Scalar expressions are evaluated by an expression evaluator. If the expression could be compiled into native machine code, the expression evaluator simply invokes this code. Otherwise, the expression evaluator implements an interpreter. For historical reasons, there are actually two interpreters. The first (and oldest) is a high level clause-based expression evaluator: each clause roughly corresponds to a scalar operator in the original SQL text. The second (and newest) is a PCODE-based evaluator, implementing a lower-level machine-like instruction set. Most expressions that cannot be generated as native machine code are generated as PCODE; those few expressions that PCODE cannot cover are generated as clause expressions. For debugging purposes, it is possible to force the Compiler to generate PCODE instead of native machine code, or clause-based expressions instead of either native machine code or PCODE.
An IPC layer, shared with other components such as the compiler, abstracts the (asynchronous) communication of objects across process boundaries.
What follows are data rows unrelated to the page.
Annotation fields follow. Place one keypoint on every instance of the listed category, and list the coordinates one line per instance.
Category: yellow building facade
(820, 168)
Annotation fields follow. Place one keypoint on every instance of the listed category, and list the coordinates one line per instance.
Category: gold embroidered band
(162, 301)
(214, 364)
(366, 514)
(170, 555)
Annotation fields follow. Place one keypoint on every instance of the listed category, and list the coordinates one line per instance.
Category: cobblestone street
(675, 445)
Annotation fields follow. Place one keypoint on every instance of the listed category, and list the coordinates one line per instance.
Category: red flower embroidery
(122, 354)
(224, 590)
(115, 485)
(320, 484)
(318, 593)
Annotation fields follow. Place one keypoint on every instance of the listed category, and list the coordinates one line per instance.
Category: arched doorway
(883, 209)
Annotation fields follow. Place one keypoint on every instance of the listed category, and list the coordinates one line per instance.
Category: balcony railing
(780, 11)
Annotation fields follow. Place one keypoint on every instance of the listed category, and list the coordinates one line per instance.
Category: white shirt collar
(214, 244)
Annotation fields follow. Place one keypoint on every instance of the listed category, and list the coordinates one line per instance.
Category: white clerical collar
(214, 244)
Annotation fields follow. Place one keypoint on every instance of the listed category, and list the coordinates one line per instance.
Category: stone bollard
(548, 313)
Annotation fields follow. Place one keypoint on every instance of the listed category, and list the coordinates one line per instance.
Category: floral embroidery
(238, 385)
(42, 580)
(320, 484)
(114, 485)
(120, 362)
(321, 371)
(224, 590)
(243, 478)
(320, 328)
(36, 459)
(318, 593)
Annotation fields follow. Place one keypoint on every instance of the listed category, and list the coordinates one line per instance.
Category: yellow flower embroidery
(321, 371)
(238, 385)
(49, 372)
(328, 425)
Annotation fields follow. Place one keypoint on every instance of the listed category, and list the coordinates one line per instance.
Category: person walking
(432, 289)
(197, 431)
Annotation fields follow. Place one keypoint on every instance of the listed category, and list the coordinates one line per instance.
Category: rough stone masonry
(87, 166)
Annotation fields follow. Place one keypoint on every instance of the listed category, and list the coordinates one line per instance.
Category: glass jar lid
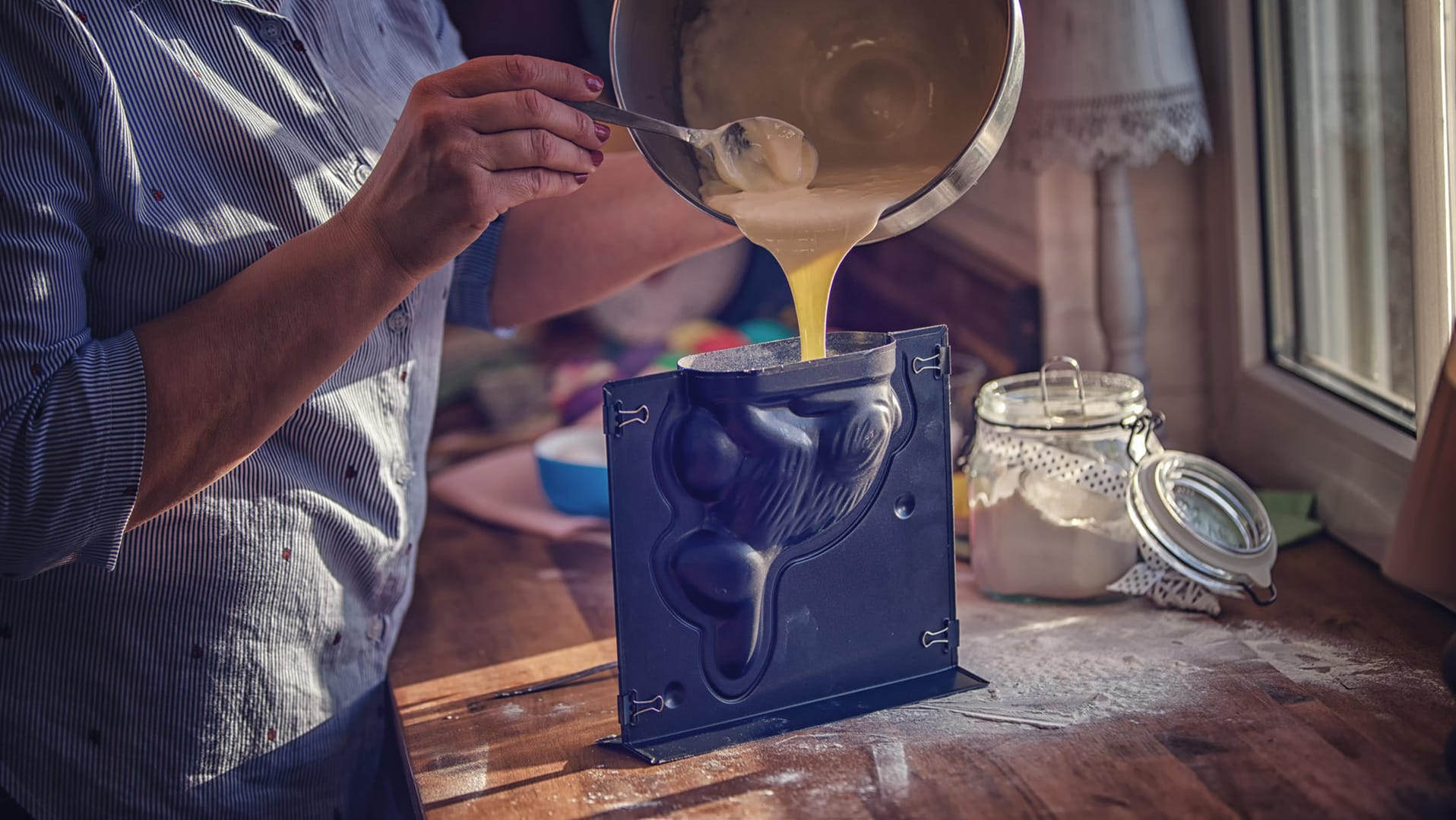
(1201, 519)
(1062, 397)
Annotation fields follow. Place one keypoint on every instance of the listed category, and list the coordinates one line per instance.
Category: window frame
(1268, 423)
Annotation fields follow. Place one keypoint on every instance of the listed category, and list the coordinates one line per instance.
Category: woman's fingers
(537, 147)
(519, 187)
(489, 74)
(529, 108)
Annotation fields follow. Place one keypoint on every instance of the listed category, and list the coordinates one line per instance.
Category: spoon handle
(615, 116)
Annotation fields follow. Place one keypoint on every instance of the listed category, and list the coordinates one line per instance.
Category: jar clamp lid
(1190, 510)
(1200, 518)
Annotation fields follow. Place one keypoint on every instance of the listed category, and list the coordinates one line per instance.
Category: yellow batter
(869, 84)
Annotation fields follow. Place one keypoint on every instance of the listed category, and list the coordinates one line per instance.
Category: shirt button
(270, 31)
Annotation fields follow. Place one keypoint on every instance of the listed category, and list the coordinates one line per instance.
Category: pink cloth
(504, 488)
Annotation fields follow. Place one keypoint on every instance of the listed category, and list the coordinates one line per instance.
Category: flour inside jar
(875, 89)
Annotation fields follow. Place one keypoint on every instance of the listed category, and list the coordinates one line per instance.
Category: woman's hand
(473, 141)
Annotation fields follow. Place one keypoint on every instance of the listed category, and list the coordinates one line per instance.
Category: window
(1330, 235)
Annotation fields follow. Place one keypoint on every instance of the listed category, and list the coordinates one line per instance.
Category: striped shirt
(214, 660)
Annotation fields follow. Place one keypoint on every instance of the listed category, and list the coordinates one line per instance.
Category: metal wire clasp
(1141, 432)
(650, 705)
(1076, 382)
(640, 416)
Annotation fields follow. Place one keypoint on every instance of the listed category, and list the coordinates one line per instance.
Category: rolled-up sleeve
(73, 408)
(473, 273)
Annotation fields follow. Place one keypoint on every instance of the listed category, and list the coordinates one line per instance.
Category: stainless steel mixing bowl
(645, 69)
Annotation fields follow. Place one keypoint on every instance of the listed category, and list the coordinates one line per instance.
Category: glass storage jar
(1049, 475)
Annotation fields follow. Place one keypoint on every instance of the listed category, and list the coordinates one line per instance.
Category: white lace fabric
(1152, 577)
(1130, 128)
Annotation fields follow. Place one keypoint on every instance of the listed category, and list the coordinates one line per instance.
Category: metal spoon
(731, 147)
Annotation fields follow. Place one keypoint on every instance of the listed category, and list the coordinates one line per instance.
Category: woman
(230, 232)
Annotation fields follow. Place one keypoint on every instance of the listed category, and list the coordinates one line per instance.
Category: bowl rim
(543, 446)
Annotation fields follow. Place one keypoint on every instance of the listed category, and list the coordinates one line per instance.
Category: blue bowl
(572, 467)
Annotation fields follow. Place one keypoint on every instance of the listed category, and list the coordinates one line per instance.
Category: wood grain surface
(1327, 704)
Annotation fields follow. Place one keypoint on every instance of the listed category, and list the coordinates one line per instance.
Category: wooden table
(1327, 704)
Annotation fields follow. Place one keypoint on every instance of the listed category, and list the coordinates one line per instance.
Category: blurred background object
(1111, 85)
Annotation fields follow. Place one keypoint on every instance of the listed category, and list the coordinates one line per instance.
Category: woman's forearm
(619, 229)
(226, 370)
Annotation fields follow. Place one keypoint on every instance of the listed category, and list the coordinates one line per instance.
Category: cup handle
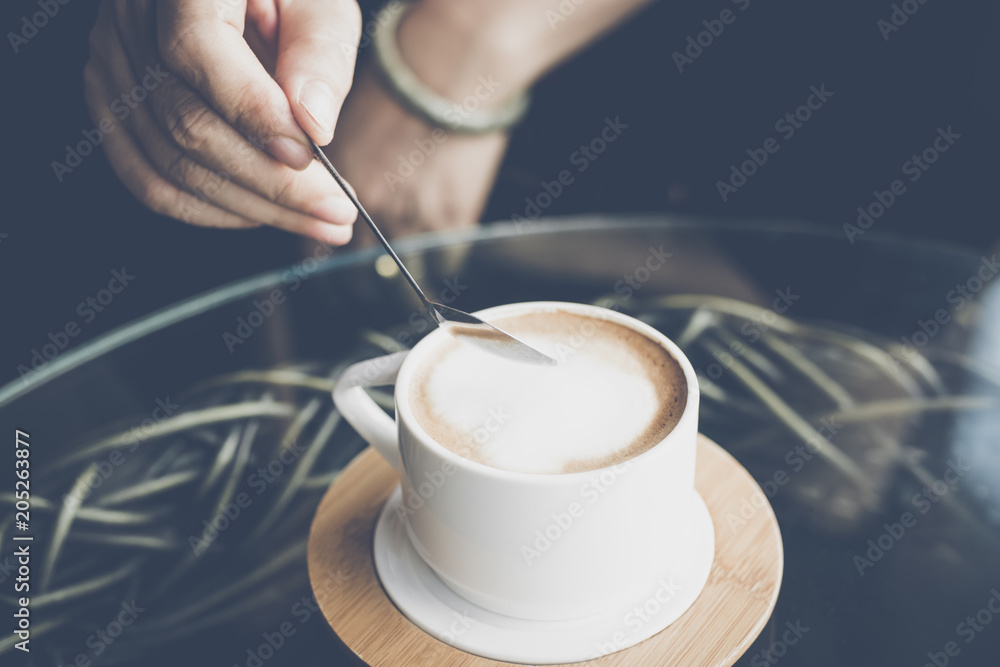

The sorts of things that flow are query plan objects, data rows, and error objects (ComDiagsArea).
At the highest level of the Executor is the Call Level Interface (CLI) layer. This layer implements an ODBC-like interface to the Executor. Connectivity code communicates to the Executor using this interface. The CLI layer keeps track of such abstractions as SQL statements and cursors. It also provides an interface to retrieve SQL diagnostics.
The Executor also uses the NAHeap classes for heap management. Again, there are statement heaps for objects local to a given SQL statement, and a global heap for objects that exist across statements.
The Executor too uses the ComDiagsArea classes for error management. Like the Compiler, the programming style relies on returns rather than exceptions; calling code is expected to check for the existence of errors and respond appropriately.
The Executor also collects statistics concerning the execution of a particular query. These statistics are available at the CLI interface at the conclusion of statement execution.